As an example, here are a few different possible phrasings for evaluating the Starting a Business category on the New Mexico State Government tree (depicted above):

  1. Find information about starting a business.
  2. You are moving to Santa Fe next year, and once you arrive you would like to supplement your income by opening a side business providing lawn-care services. Find out what regulations you will need to follow.
  3. You are considering opening a lawn-care service. See if there are any resources on this site that can help you begin the process.

The first example gives away the answer by using the exact label term, Starting a Business; while the second is long and packed with extraneous words that a user might easily mistake for the main point of the task if they were quickly scanning. The third option avoids both the label terminology and misleading details.

Limitations of Tree Testing

Tree testing is often executed as a remote, unmoderated study.
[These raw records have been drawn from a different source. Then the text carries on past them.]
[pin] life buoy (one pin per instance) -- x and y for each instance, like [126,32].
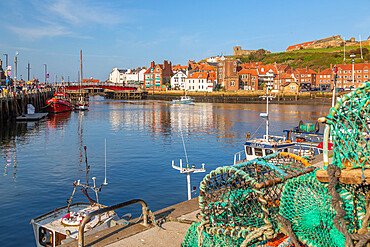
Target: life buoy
[73,218]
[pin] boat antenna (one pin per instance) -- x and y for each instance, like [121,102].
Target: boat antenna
[361,47]
[87,168]
[183,143]
[344,53]
[266,115]
[105,165]
[188,170]
[81,67]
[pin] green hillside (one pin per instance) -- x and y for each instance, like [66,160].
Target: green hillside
[312,58]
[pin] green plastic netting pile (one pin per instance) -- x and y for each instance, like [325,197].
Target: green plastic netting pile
[350,129]
[316,217]
[239,204]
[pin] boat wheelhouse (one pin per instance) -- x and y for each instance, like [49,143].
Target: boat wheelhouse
[183,100]
[257,148]
[59,103]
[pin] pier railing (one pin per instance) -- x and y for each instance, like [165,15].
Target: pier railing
[239,156]
[11,94]
[107,209]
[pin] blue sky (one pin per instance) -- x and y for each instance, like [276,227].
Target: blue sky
[128,34]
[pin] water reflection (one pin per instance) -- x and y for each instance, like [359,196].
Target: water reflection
[12,136]
[58,121]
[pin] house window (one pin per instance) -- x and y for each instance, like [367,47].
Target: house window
[258,152]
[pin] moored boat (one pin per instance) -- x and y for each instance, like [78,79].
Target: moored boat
[59,103]
[183,100]
[62,224]
[81,104]
[267,145]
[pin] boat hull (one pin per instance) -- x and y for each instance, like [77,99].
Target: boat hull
[183,101]
[58,106]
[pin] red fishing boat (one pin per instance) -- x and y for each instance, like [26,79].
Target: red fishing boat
[59,103]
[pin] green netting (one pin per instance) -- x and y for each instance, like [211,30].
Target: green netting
[349,121]
[307,204]
[239,204]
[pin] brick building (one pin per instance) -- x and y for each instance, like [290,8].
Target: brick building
[361,74]
[200,81]
[324,79]
[227,73]
[157,76]
[305,77]
[248,79]
[266,75]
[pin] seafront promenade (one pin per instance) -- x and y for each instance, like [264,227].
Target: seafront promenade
[175,221]
[13,104]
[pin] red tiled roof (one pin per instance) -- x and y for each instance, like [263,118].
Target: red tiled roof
[326,72]
[358,66]
[299,45]
[305,71]
[248,71]
[197,75]
[263,69]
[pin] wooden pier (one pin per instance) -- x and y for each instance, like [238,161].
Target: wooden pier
[130,95]
[13,104]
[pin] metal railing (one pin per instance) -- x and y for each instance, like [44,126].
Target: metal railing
[11,94]
[107,209]
[239,156]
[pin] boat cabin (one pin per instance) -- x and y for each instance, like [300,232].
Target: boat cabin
[60,96]
[261,147]
[61,225]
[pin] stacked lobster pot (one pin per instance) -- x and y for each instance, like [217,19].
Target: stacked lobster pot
[239,204]
[332,208]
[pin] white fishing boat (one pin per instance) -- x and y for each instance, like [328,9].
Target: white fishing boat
[81,104]
[62,224]
[183,100]
[269,144]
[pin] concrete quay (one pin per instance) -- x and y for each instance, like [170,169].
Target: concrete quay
[172,234]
After recruiting representative users, you simply send them a link to the study, and the testing tool walks them through the process of completing the tasks using their own computer. The testing tool is much better than a human would be at keeping track of exactly which categories users click on.
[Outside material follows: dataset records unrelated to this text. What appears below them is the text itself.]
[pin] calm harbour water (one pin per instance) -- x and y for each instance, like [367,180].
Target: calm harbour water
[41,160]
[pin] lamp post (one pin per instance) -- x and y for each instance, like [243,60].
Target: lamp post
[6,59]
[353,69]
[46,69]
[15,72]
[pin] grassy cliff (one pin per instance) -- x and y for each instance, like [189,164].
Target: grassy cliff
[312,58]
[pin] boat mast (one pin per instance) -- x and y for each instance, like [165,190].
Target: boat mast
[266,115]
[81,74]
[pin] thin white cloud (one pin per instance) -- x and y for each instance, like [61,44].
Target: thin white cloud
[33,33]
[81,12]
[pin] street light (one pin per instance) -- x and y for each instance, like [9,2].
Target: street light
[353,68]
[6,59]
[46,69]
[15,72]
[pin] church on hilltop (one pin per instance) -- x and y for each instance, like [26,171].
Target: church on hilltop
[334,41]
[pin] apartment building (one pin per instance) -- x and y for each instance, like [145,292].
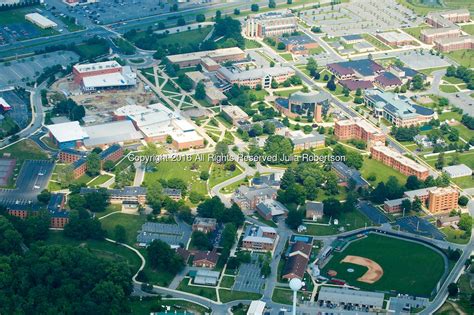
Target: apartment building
[360,129]
[442,199]
[397,161]
[270,24]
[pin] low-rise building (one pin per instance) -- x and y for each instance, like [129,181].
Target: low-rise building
[259,238]
[297,261]
[234,114]
[253,77]
[247,198]
[205,259]
[314,210]
[399,162]
[271,208]
[345,296]
[302,141]
[271,24]
[394,38]
[456,171]
[398,110]
[206,225]
[217,55]
[360,129]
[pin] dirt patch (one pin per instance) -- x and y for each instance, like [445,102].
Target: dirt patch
[372,275]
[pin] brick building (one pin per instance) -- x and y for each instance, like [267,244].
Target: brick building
[399,162]
[359,129]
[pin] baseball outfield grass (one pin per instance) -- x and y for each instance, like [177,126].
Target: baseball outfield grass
[408,267]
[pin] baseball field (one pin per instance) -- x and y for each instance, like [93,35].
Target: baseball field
[383,263]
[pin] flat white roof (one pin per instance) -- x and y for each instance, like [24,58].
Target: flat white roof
[70,131]
[89,67]
[107,80]
[41,20]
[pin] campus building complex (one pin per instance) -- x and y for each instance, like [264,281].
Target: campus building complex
[445,34]
[270,24]
[360,129]
[398,110]
[207,58]
[397,161]
[300,104]
[253,77]
[103,75]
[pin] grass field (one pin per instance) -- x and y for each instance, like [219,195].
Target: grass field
[381,171]
[417,273]
[448,88]
[350,221]
[465,57]
[230,295]
[185,170]
[149,305]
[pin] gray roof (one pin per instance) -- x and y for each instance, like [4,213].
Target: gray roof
[345,295]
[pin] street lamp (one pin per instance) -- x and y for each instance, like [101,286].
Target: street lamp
[295,285]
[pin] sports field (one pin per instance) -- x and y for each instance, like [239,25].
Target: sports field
[407,267]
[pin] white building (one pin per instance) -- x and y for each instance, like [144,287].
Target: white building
[40,20]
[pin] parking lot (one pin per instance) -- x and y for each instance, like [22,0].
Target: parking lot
[172,234]
[249,279]
[361,16]
[112,11]
[19,108]
[33,178]
[374,214]
[23,70]
[419,226]
[422,60]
However, this format does not capture the full context of user behavior (such as comments made while performing a task) and you can’t ask personalized follow-up questions.
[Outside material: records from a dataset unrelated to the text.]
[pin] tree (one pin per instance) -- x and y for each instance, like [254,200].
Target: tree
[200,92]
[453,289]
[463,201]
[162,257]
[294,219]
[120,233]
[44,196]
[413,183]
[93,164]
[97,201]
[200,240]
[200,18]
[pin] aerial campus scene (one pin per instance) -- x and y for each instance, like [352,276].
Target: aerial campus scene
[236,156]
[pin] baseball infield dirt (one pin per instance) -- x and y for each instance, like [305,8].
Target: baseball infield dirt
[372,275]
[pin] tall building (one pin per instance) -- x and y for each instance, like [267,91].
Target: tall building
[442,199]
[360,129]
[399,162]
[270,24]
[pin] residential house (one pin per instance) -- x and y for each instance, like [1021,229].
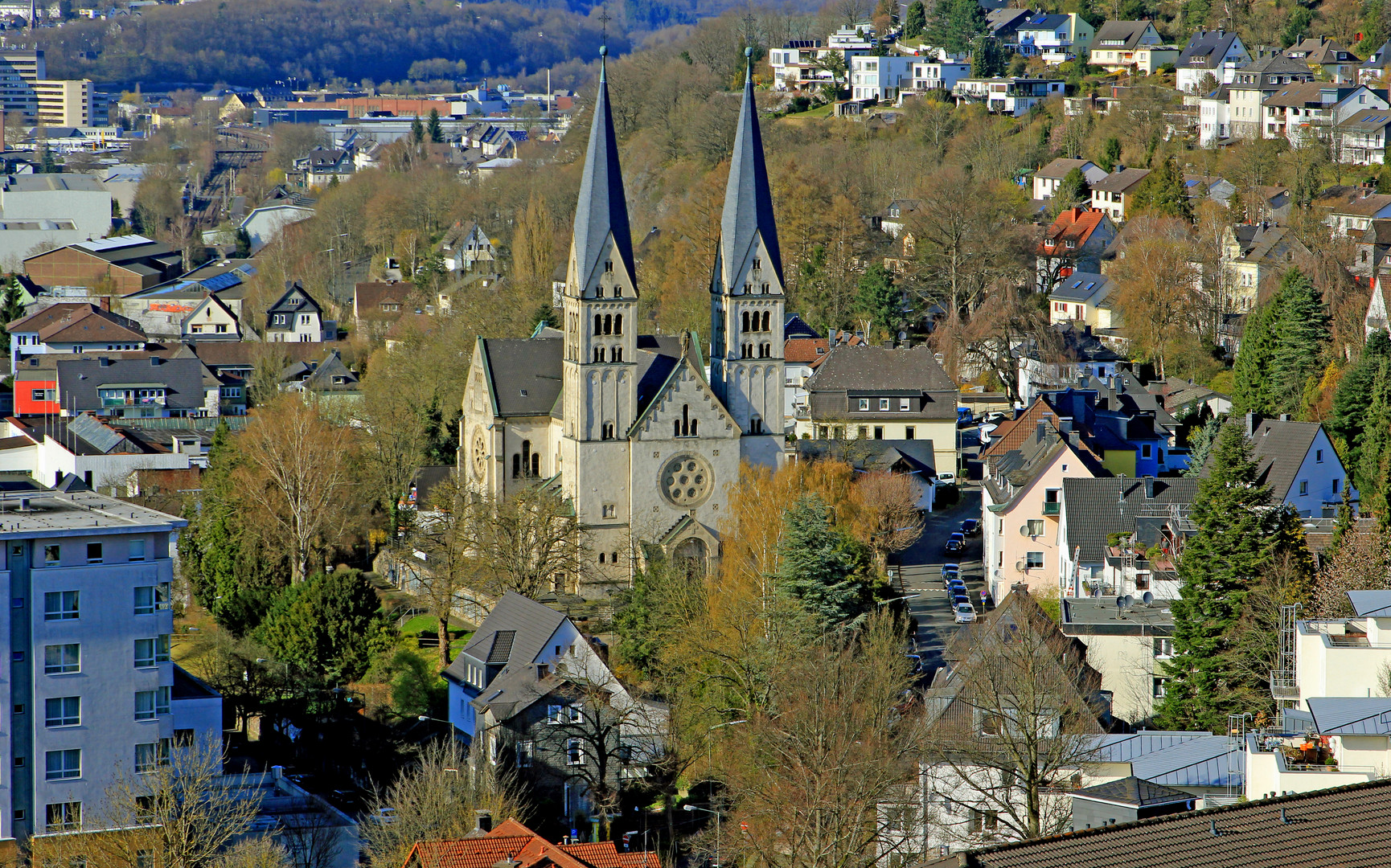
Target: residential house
[1362,137]
[1048,178]
[1056,38]
[1217,53]
[913,460]
[1082,298]
[1122,536]
[937,76]
[127,264]
[1074,243]
[297,317]
[530,692]
[1013,96]
[1375,68]
[1131,46]
[1298,829]
[1113,192]
[1308,108]
[1213,116]
[1252,84]
[468,249]
[211,320]
[1024,469]
[1077,352]
[871,392]
[1299,465]
[880,77]
[1128,645]
[95,686]
[1327,56]
[514,843]
[1255,253]
[1355,211]
[72,327]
To minimize the effects of the format, conduct at least a few moderated pilot sessions before collecting the bulk of your data. In these moderated sessions you can ensure the task wording is understandable and also get a chance to pick up on nuances that might otherwise be hard to spot in the quantitative data. For example, in a recent tree test we noticed in the pilot testing that many users avoided a certain category for the first half of their session, because the label was so broad that they feared the contents would be overwhelming. This trend wasn’t noticeable in the quantitative results due to the task order randomization, but it was quite obvious as you sat through each session and saw task after task where users ignored an obvious choice. That insight alone made the pilot testing a day well spent.

You can also partially compensate for the inability to ask follow-up questions by including a short survey after the tree test. Rather than asking users to recall any labels they found confusing, provide them with a list of labels and ask them to check which were difficult to understand. This question can be followed up with an open-ended question inviting users to share any further comments and feedback, to elicit unexpected assumptions or misunderstandings that may not be apparent from the click history.

Conclusion

Tree testing focuses exclusively on evaluating category labels. This is both its great strength and a significant weakness. Since the menu that users interact with is completely devoid of visual styling and content, the experience is significantly different than interacting with the full design. For example, a design with mega menus provides a quite different browsing experience than the one tested in a tree test, since it simultaneously displays the contents of several subcategories.

However, even these inherent limitations can often be overcome or minimized with careful data analysis — for example, by focusing on whether the user selects the correct top-level category, rather than on success rates for sites with mega menus.

Overall, these limitations are a small price to pay for the benefit of quickly being able to iterate and evaluate major structural changes to an information hierarchy early in the design process. You can create a completely new tree to test just by editing your spreadsheet — with absolutely no design or coding required.